AI Product Manager & Lead AI Engineer - WinWin Labs
- Defined product vision, roadmap, user stories, KPIs, and OKRs for an agentic AI recruiting platform; used RICE scoring and Agile/Scrum practices to prioritize the backlog, achieving ~95% on-time delivery and boosting recruiter throughput by ~12%.
- Designed multi-agent AI architectures leveraging LLMs (GPT-4, Qwen) with retrieval-augmented generation, tool/function calling, and fallback policies; implemented agent graphs in LangChain/LangGraph and Neo4j, improving recall@10 by ~24% and answer accuracy by ~18%.
- Built scalable agentic RAG pipelines and chatbots using LangChain/LangGraph with vector databases (Pinecone, Weaviate) and PostgreSQL (ORM tool calling); optimized chunking, embeddings, caching, and parallel processing to cut response latency by ~28–30% while stabilizing answer quality.
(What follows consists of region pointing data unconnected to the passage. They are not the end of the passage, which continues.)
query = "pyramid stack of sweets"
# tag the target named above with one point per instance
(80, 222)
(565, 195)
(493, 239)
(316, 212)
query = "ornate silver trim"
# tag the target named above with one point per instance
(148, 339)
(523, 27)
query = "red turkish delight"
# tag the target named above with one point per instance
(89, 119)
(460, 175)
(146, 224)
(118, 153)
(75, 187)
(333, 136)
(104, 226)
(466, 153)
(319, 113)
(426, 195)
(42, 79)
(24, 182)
- Engineered robust ML and data pipelines with Python, SQL, Airflow, and Postgres to ingest, clean, and unify structured and unstructured data, reducing ETL cycle time by ~40% and improving data quality for analytics and model training.
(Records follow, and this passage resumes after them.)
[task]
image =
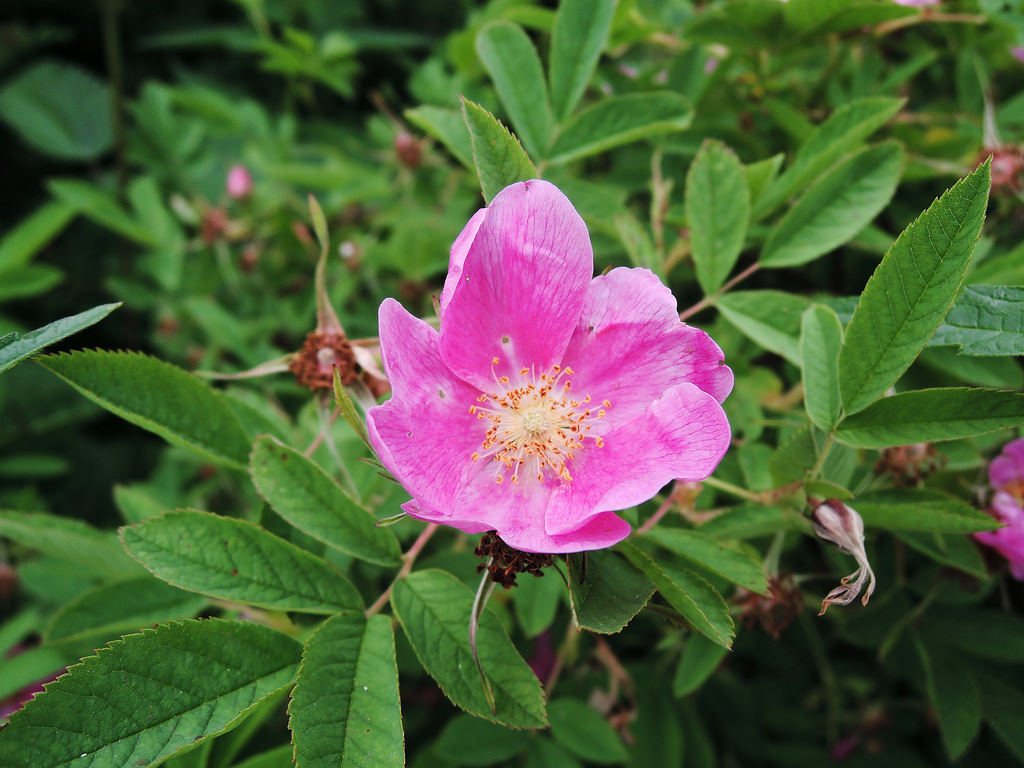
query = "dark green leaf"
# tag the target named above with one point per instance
(344, 710)
(620, 120)
(434, 609)
(499, 158)
(305, 496)
(931, 415)
(157, 396)
(718, 207)
(16, 348)
(581, 31)
(910, 292)
(513, 64)
(184, 682)
(236, 560)
(606, 591)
- Developed evaluation harnesses and A/B testing frameworks measuring recall@k, MRR, and faithfulness; designed guardrails for PII redaction, routing, and error handling, reducing hallucinations by ~15% and improving response quality by ~12 percentage points.
- Exposed AI capabilities via FastAPI-based microservices on AWS/GCP with Pydantic-validated schemas, and built a React front end for visual testing and operations, enabling non-technical stakeholders to inspect and validate agent behavior.
- Partnered closely with Project Managers, GTM leaders, UX designers, market researchers, marketers, and software engineers to translate user needs into PRDs, conduct user and market research, and communicate insights via dashboards and reports, accelerating generative-AI adoption across the product.